The protagonist of Ivo Andrić’s book The Bridge on the Drina never speaks. That’s because it’s a 180-meter-long bridge. In this interesting take on four hundred years of Bosnian history, the Nobel-prize-winning author discusses cultural, historical, regional, and religions events within the context of a large stone bridge built across the Drina River in present day Bosnia and Herzegovina. The actual bridge spanned the river in 1577, and the story takes the reader from a point six decades before its construction up until the start of World War I.
In the early sixteenth century, Ottoman forces round up Serbian children as part of a regular “blood tribute.” One of those young slaves grows up to become a Grand Vizier and a great Ottoman military leader, but suffers from chest pains that started when he was kidnapped and ferried across the Drina River near the town of Višegrad decades earlier. To remove the pain, he builds a majestic bridge at the site of his river crossing (it works). As the gift of a Grand Vizier, the bridge comes to play an immediate and important role in the nearby town, a role it maintains for the next 350 years and beyond.
Over the centuries, the townspeople experience war, love, religious conflicts, political strife, sudden changes in national leadership, and the impact of events occurring hundreds of miles away. As a major link between the East and West, the bridge remains a focal point of all of those events, until its role (and the town’s related role) is diminished with the rise of late-nineteenth-century technology and socialist changes. The bridge and the people who live near it endure plagues, wars, floods, and tyrants. When an explosion rips away a section of the bridge in 1914, it is an apt parallel of the explosion ripping through the Serbs and Turks living in that area of Bosnia.

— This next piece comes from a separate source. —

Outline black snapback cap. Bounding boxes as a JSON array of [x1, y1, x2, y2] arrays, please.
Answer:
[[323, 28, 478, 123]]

The Bridge on the Drina is an excellent work, transforming a lesson in European history into a living, breathing narrative of the people who experienced that history firsthand. The book is a work of fiction, but it communicates in summary form the true core issues that permeated Bosnian society from the sixteenth century up to the first War to End All Wars. Like the book’s river-spanning edifice, the story is one that is meant to endure for centuries.